By David Cruz
Mayor Steven Fulop was still talking tough today, ignoring criticism that his administration had been heavy-handed in taking down a street memorial to the man alleged to have shot police officer Melvin Santiago this week, an incident that has become national news.
“I don’t regret at all taking down the memorial. I know that some people who say they have a right to express it and may have a difference of opinion. To me, he’s a cop killer. He was wanted for another homicide. It was a cowardly act. It’s not somebody that the city should be memorializing. I have the privilege of being the mayor today; that was my opinion and I asked the DPW workers to take it down,” Fulop said.
Around the Hub, a modest strip mall and public plaza on Martin Luther King Drive, crime is an everyday occurrence. Residents here — just a few blocks from Sunday’s shooting — say they lament the loss of a police officer, especially a 23-year-old, but they also resent the lack of attention in the wake of several other shootings in the area. Jersey Journal Columnist Earl Morgan wrote about the resentment in his column today.
“Since this officer’s been shot, it’s become a national issue. We have had a 12-year-old shot coming home from school. We’ve had three women shot. We’ve had people shot by mistaken identity. We’ve had many, many people shot. None of them have rated more than a couple of graphs in the Jersey Journal and then they faded from site,” Morgan said.
There is tension here. More than normal, say residents. But it’s not, as some have suggested, a powder keg. Since the shooting, rumors of an imminent gang retaliation against cops have spread quickly. The public safety director said the rumors were just that — rumors, fueled by social media and other outlets.
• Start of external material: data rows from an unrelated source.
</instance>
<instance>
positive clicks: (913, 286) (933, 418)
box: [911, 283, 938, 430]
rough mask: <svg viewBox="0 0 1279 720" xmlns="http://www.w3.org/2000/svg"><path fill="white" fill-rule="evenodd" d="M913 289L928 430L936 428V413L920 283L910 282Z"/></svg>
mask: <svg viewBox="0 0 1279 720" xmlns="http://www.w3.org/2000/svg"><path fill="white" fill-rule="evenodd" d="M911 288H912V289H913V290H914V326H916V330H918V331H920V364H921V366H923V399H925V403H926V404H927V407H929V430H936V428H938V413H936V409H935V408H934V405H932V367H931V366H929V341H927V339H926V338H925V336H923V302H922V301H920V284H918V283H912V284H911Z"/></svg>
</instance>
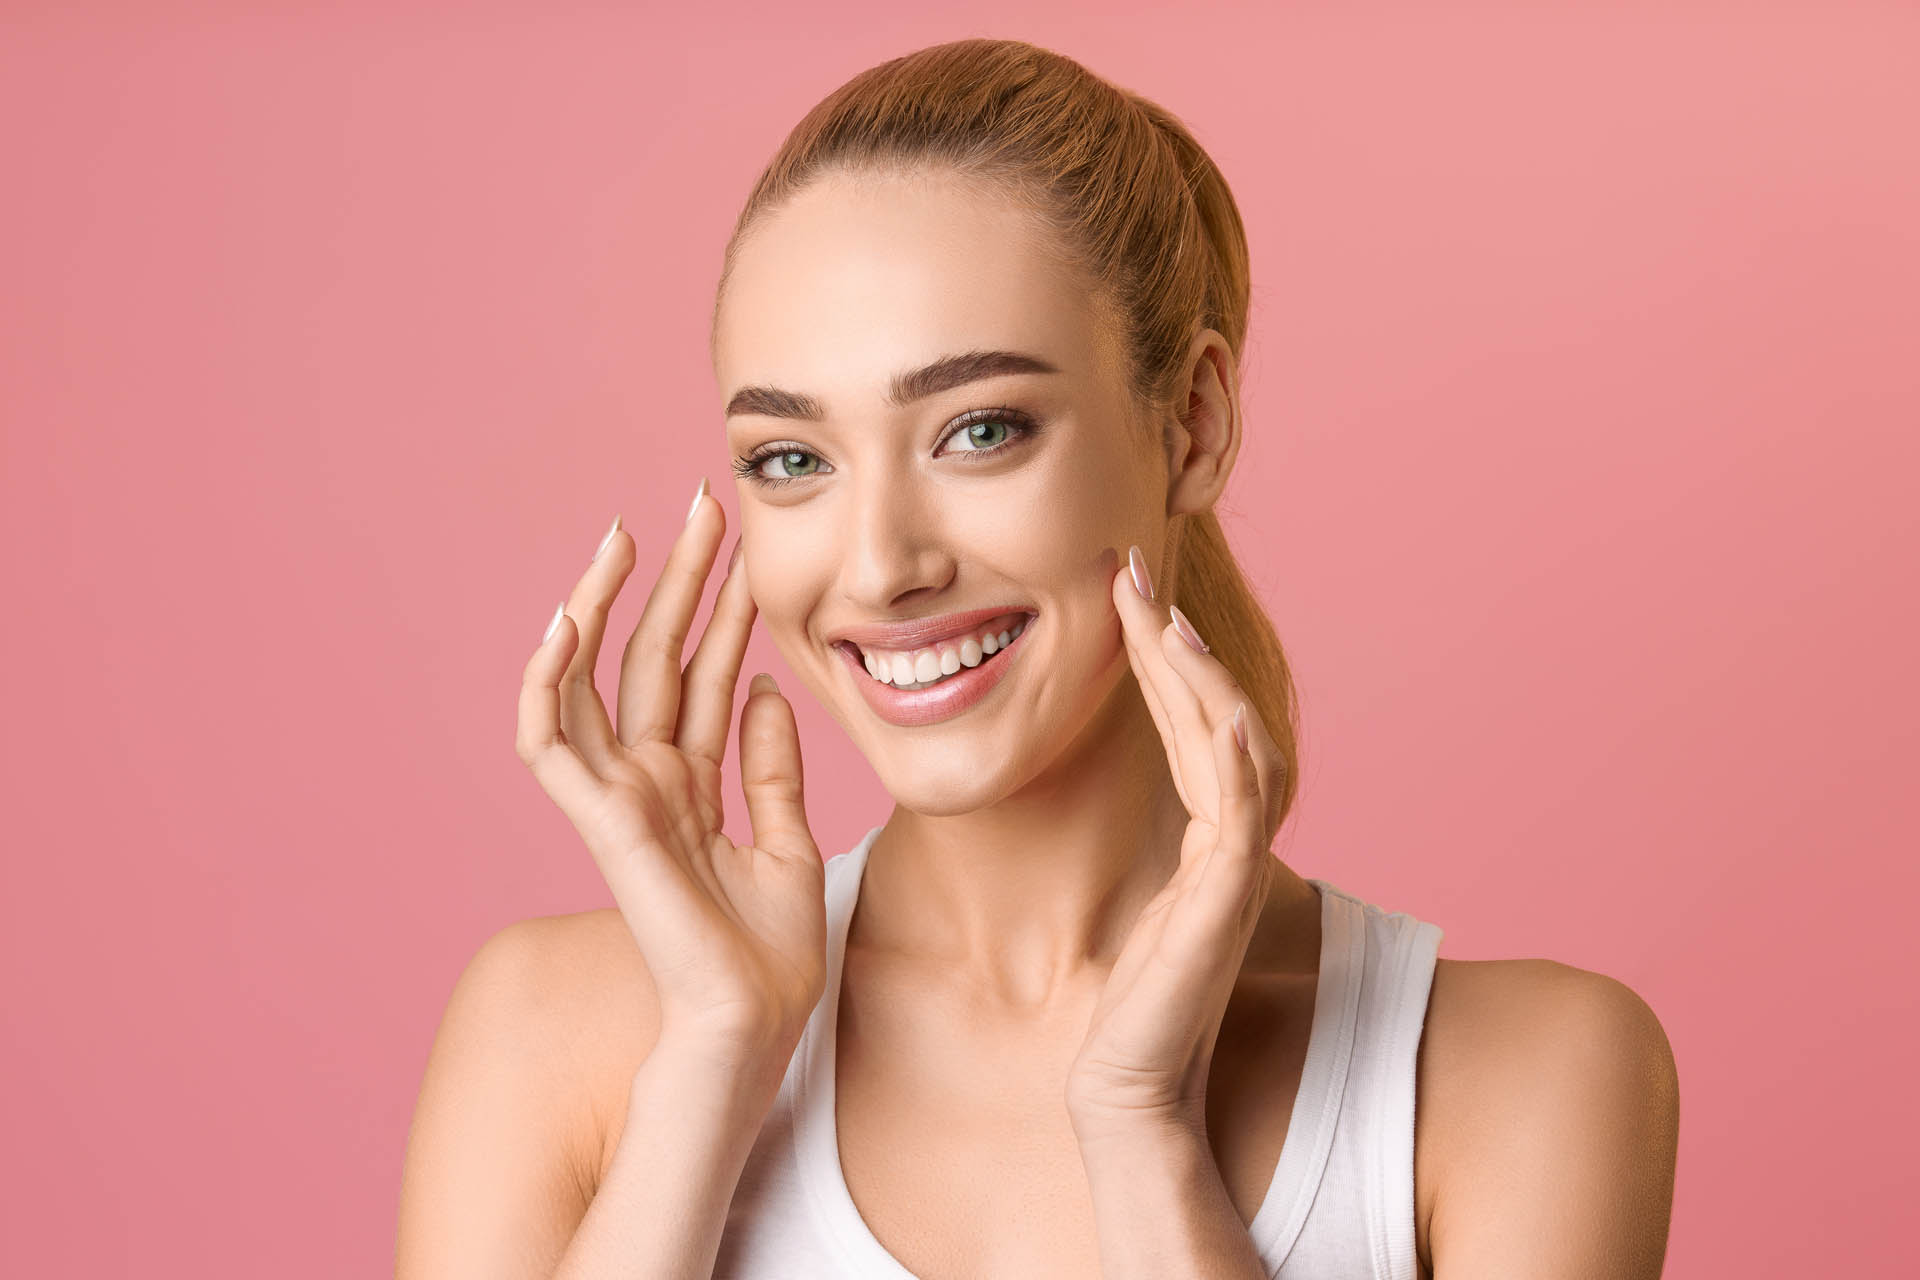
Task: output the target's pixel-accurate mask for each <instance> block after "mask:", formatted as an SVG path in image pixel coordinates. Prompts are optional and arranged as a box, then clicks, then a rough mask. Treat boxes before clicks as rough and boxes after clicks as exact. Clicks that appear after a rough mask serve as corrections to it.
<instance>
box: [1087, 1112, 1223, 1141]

“Those warnings, as the mayor said, the unsubstantiated threats that come in, 99.9 percent of which wash out, we still post to the police officers, so they know they came in. They know to take it for what it’s worth. The problem here is that it was sent out over social media to people who don’t have that context,” said Jersey City Public Safety Director Jim Shea.
“Being that a cop got shot, it makes it more intense. What’s fair is fair. All the guns need to be off the street, whether they’re in the boy’s hand or a cop’s hand,” said Jersey City resident Deirdre Highsmith.
You can blame police tactics or juvenile delinquency or the school system or absentee parents, but many young people in this neighborhood — even so-called good kids — have already made up their minds about the police.
“I don’t really like the police,” said Jahsim Banks. “Because I don’t really like them. I don’t &%^$ with the police.” Banks said he doesn’t trust the police, “Because. They killed my cousin. Since I was young I never liked the police.”
In a community with few recreation options, and even fewer job opportunities, there are voices crying out for help, even as they seem to push away those who might be able to help them.